Bedî-ûz Zaman Mevlana Halidê Şehrezorî-

( Mevlana Halîdê Begdadî),

Bedî-ûz Zaman Saîdê  Kurdî

(Saidî Nursî)

 

İSMAİL EL CİZİRİ  

(1136-1206)

ARTUKLU DEVLETİNDE BİR KÜRT BİLGİNİ

MÜHENDİS OLAN ROBOT VE  KOMPÜTERİN BABASI

 

images

 

Amerika’da Makina Mühendislik Fakültelerinde okutulan

Ciziri'nin kitabının İngilizce çevirisinin kapağı

Al Jazari’s Book of Knowledge of Ingenious Mechanical Devices, USA, Boston, 1973

 

"Pratiğe dönüşmiyen bilgi, o yanlış ile doğru arasında kalır!.."

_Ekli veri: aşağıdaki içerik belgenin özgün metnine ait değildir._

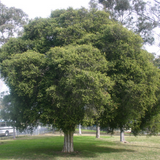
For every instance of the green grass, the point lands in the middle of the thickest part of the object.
(88, 131)
(86, 147)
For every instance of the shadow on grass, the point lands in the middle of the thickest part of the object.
(50, 148)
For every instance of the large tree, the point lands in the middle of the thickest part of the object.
(58, 73)
(12, 21)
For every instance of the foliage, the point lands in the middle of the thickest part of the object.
(142, 16)
(59, 70)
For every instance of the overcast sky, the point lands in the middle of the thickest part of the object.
(43, 8)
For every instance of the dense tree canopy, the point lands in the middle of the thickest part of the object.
(77, 64)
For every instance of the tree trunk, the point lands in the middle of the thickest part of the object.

                                -Ciziri-

 

Kürtler üzerinde egemenliğini sürdüren Türk, Arap ve Fars milliyetçileri her ne kadar Kürtleri küçümseler de Kürtlerin tarihe kafa tutan büyük değerleri de vardır. Müslümanlıkta epeyce inananların inaçları Nakşi Bendi tarikatına dayanır. Osmanlı Devleti’nin sarayında Nakşi Bendi tarikatı çok eskilere kadar gider. Mevlana Halid'in doğduğu Şehrezor, birçok Kürt din alimini yetiştiren bir yöre olan ve günümüzde Kerkük olarak adlandırılan bölgede dünyaya gelmiştir. Birkaç örnek verirsek Fatih Sultan Mehmet Han'n Hocası olan Molla Gorani (1410-1488), diğer gerçek adıyla Ahmed bin İsmâil bin Osman Gorani, Kürt olup Goran kasabasında dünyaya gelmiştir.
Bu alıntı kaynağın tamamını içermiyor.